The old merrow’s smirk changed into a full smile. Her decaying teeth showed yellow between her shriveled lips. Her gaze shifted lower. Lena fluttered her fingertips nervously over the conch, tracing its shallow, spiraling grooves.
“He tried,” the woman murmured. “He spilled her blood on the sand. The blood of a merrow is power, kaereste. Mette’s lover may not have possessed her shell, but he stole from her nonetheless. He stole her power, her life. Her years became his.”
Lena furrowed her brow. She’d never heard this part of the story before. She stiffened as the woman’s fingers traveled to the conch and plucked it up for examination.
“How? How could he do that? How…”
“A taste of our blood, dearie,” the woman mocked. “There are rumors that, as the queen dissolved into the sea, her lover began to eat her alive.”

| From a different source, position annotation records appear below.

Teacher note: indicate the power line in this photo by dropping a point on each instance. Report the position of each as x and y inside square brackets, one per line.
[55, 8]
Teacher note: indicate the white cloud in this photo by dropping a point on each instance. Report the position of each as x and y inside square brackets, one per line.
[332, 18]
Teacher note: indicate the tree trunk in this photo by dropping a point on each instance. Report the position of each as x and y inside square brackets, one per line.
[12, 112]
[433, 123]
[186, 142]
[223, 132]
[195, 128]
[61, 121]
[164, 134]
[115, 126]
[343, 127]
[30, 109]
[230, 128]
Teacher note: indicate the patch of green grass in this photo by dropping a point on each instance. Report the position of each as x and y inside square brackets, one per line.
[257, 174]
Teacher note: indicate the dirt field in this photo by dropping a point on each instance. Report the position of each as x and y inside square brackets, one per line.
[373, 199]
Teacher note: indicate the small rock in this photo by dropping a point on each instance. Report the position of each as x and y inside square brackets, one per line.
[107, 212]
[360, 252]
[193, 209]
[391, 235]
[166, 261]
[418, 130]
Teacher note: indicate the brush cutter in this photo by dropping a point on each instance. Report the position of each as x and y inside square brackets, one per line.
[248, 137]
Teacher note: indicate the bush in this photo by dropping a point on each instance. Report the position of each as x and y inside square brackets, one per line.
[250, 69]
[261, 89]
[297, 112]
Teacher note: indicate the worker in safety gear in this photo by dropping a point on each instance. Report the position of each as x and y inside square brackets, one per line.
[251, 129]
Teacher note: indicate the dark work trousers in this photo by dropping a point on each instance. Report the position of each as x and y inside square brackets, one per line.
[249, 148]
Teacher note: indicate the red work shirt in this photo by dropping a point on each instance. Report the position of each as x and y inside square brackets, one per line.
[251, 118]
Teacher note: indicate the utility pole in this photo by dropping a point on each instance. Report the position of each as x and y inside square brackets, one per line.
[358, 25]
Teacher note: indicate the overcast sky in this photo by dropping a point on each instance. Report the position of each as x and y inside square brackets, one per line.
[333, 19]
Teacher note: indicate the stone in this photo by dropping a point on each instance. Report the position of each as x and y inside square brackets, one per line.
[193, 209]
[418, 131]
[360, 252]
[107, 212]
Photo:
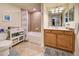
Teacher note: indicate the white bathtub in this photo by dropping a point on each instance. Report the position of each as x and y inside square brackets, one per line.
[34, 37]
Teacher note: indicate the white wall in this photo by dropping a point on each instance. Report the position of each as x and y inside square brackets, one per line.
[14, 12]
[76, 19]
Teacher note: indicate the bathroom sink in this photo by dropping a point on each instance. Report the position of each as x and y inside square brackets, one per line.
[3, 36]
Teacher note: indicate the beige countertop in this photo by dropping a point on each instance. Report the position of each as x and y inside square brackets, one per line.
[58, 28]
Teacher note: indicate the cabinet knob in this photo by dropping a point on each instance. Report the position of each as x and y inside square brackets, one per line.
[49, 31]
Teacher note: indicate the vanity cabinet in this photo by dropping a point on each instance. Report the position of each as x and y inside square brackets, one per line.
[59, 39]
[65, 42]
[50, 39]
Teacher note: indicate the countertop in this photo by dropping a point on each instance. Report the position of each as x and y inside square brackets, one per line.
[59, 28]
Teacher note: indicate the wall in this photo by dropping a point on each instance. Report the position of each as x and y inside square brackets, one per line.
[76, 20]
[35, 21]
[14, 12]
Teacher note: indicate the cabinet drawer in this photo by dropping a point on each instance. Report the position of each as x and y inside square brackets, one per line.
[60, 32]
[64, 42]
[47, 31]
[51, 31]
[68, 32]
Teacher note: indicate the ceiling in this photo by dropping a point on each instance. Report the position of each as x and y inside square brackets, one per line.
[28, 6]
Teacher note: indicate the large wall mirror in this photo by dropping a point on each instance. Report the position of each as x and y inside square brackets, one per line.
[60, 15]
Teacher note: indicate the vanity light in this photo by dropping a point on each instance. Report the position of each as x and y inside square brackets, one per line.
[53, 10]
[34, 9]
[61, 8]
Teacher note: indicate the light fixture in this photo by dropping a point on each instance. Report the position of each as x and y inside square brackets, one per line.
[53, 10]
[34, 9]
[61, 8]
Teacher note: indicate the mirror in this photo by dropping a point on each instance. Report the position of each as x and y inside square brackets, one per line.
[58, 16]
[55, 16]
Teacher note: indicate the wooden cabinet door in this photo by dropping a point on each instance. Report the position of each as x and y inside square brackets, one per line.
[50, 39]
[64, 42]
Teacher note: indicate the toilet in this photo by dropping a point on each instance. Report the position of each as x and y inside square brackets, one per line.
[4, 44]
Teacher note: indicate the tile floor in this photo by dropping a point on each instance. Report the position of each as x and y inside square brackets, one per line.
[31, 49]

Lena’s lips curled in disgust. Could it be true? Was this the real reason the king had barred the merrow people from ever interacting with humans?

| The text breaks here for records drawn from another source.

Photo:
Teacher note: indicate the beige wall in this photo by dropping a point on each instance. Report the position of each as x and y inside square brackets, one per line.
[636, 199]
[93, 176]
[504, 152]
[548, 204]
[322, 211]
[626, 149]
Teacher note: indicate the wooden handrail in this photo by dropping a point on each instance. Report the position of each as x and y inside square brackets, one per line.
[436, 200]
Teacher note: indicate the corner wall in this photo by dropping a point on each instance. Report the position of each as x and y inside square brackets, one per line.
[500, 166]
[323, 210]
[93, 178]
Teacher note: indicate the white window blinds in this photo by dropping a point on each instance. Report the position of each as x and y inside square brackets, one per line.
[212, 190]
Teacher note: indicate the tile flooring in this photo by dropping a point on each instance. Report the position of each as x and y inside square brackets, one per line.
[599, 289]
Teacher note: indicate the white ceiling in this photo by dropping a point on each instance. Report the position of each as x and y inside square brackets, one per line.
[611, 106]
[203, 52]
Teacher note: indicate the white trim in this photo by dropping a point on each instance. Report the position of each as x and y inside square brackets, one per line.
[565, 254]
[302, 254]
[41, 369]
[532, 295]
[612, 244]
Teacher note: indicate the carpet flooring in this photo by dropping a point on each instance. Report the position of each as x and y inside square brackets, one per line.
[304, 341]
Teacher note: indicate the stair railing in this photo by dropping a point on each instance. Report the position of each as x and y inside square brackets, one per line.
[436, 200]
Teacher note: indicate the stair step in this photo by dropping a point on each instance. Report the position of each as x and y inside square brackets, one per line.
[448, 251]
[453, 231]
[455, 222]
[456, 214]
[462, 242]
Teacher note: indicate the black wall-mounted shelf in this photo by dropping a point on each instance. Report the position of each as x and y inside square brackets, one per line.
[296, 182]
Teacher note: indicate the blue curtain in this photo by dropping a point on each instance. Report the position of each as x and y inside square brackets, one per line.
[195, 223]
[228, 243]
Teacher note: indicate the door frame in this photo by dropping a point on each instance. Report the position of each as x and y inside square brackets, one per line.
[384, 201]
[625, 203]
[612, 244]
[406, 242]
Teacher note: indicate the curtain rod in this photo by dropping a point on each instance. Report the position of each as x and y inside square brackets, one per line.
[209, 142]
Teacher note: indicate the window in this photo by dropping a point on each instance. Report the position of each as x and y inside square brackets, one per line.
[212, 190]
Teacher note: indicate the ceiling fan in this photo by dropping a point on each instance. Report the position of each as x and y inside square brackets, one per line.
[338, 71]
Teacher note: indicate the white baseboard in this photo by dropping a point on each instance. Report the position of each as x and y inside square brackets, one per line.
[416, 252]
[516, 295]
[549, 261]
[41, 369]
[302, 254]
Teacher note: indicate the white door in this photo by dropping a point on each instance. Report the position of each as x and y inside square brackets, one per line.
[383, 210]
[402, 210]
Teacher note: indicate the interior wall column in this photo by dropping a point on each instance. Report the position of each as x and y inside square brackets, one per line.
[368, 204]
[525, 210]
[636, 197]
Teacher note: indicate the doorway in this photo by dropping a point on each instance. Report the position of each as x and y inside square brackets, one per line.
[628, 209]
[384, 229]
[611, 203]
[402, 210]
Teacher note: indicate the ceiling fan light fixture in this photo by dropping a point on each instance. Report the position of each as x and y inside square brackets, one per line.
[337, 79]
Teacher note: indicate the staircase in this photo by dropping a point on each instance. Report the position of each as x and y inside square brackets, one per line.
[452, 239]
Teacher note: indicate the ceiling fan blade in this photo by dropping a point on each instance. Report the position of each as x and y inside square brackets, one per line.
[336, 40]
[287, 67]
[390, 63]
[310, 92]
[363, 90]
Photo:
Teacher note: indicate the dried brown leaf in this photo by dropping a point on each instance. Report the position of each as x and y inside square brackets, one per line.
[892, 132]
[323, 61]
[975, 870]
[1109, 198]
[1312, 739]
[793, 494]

She shook her head. It couldn’t be. A man eating a merrow? The woman’s dark eyes burned bright with the thrill of her tale.
She’s only trying to get a rise out of me, Lena decided. Perhaps she has nothing better to do.

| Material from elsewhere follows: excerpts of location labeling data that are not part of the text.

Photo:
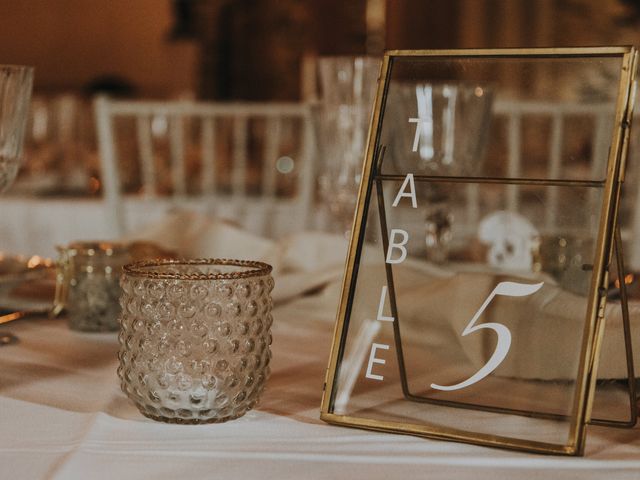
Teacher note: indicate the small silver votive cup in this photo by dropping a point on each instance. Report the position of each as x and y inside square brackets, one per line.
[87, 284]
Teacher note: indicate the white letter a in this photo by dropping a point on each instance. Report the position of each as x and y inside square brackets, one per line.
[412, 194]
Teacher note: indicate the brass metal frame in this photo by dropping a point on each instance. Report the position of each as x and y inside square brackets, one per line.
[608, 239]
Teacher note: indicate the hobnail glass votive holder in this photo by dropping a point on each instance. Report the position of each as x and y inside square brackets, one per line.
[195, 337]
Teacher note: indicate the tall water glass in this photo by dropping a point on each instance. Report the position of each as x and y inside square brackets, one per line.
[341, 122]
[15, 91]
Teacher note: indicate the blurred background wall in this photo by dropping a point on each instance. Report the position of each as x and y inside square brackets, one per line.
[260, 49]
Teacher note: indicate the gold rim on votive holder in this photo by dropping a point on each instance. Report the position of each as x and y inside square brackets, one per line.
[145, 268]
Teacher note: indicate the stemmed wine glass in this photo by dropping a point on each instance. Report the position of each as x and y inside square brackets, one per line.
[15, 93]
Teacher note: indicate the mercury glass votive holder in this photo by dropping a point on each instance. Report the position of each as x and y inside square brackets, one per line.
[195, 338]
[87, 284]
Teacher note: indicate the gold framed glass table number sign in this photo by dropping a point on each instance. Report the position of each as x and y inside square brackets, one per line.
[485, 251]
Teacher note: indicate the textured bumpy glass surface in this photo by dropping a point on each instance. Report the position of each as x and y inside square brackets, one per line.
[195, 350]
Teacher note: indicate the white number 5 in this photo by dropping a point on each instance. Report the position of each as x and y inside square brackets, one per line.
[508, 289]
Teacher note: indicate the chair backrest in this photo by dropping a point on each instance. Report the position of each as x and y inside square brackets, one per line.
[559, 115]
[226, 177]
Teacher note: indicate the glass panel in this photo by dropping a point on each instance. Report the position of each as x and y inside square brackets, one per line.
[539, 118]
[490, 312]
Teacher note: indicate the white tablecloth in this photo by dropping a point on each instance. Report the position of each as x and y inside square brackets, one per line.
[63, 416]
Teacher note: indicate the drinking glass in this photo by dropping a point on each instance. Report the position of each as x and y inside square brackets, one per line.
[341, 123]
[195, 337]
[15, 92]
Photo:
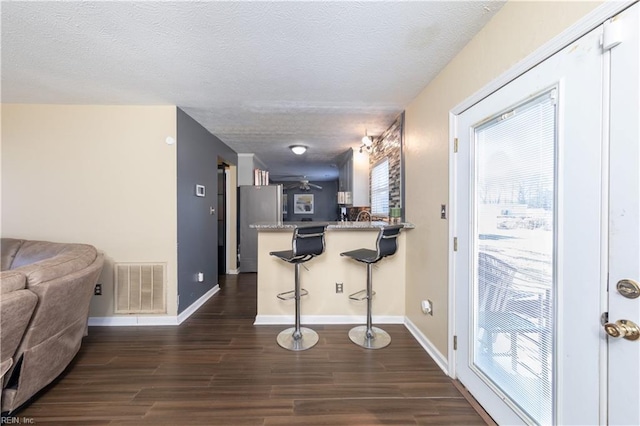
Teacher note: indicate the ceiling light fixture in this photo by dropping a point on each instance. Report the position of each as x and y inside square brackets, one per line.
[367, 143]
[298, 149]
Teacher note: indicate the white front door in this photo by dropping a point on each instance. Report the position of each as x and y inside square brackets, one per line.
[624, 219]
[536, 238]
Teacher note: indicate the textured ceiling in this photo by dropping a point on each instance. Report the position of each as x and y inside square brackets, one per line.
[259, 75]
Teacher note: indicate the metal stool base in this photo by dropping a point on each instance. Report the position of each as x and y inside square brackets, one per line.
[308, 339]
[380, 339]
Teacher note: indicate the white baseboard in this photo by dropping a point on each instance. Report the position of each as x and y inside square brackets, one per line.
[326, 319]
[434, 353]
[151, 320]
[133, 320]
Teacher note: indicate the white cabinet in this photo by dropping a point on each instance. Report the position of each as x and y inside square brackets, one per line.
[353, 177]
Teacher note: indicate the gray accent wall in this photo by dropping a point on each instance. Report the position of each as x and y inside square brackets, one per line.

“I thank you for the meal, kaereste.” The merrow pushed herself up from the boulder. She opened her palm, displaying a glittering selection of long, obsidian shards.
“For your kindness,” she explained, and pressed the shards into Lena’s hand. Her pruned fingers drifted over Lena’s hair, then withdrew with a start, as if she’d been stung by a jellyfish.
“Be careful of your curiosity, kaereste,” she said, dropping her husky voice to a whisper. “Danger lurks beyond the sandy crusts of the shore. All merrows know that. But danger lurks here too, in the deepest parts of Sogen Hav. And here,” she tapped Lena’s conch—a brusque, urgent gesture, “. . . right around your pretty neck.”
Lena stared dumbly at the obsidian pieces glaring up from her flattened palms. It was a small fortune, surely more than anyone in Sogen Hav could afford to freely give.
She parted her lips to refuse the gift, but when she peered up again, the woman was gone. In her place, a school of dark-teal fish hurried by, and three brightly colored crabs gathered in the sand.
Lena whipped her gaze back and forth, confused, trying to determine where the woman had gone. But there was no trace of her. Not even the gouge of her tail against the soft, ocean floor.
Baffled, she shook her head and pushed her spear into the outer shells of the three lingering crabs. She slipped them into her bag. A small catch, but it would certainly make up for the time she’d spent with the odd woman. The thick shards of obsidian would do well at the market when Javelin next returned.
With a kick of her tail, she launched away from the boulder. The shards and crab shells rattled together in her pack as she began to swim home.
How strange, for such a brittle old woman to carry such riches, or to depart so quickly. Lena knit her brow. Why had she never heard the old merrow’s version of the legend before? Had she made it up?
Why would anyone fabricate such a gruesome end to the queen’s tragic tale?
Uneasiness sloshed at the pit of Lena’s stomach as images circled through her mind: Mette’s lover, knee-deep on the wet, scarlet shore, slurping the queen’s blood from her veins. Scooping out her innards with his hands. Gnawing on her bones.
Irritation prickled her skin. Her favorite story was ruined now, twisted into something unsavory, and for what? The sick amusement of an old woman? A few minutes of twisted glee?
But what if it was true?
She shoved the merrow’s curdled voice out of her head, determined to erase the whole, strange encounter from her memory.
But as she swam, she was almost sure she heard the soft murmuring of kaereste drifting through the current of sea.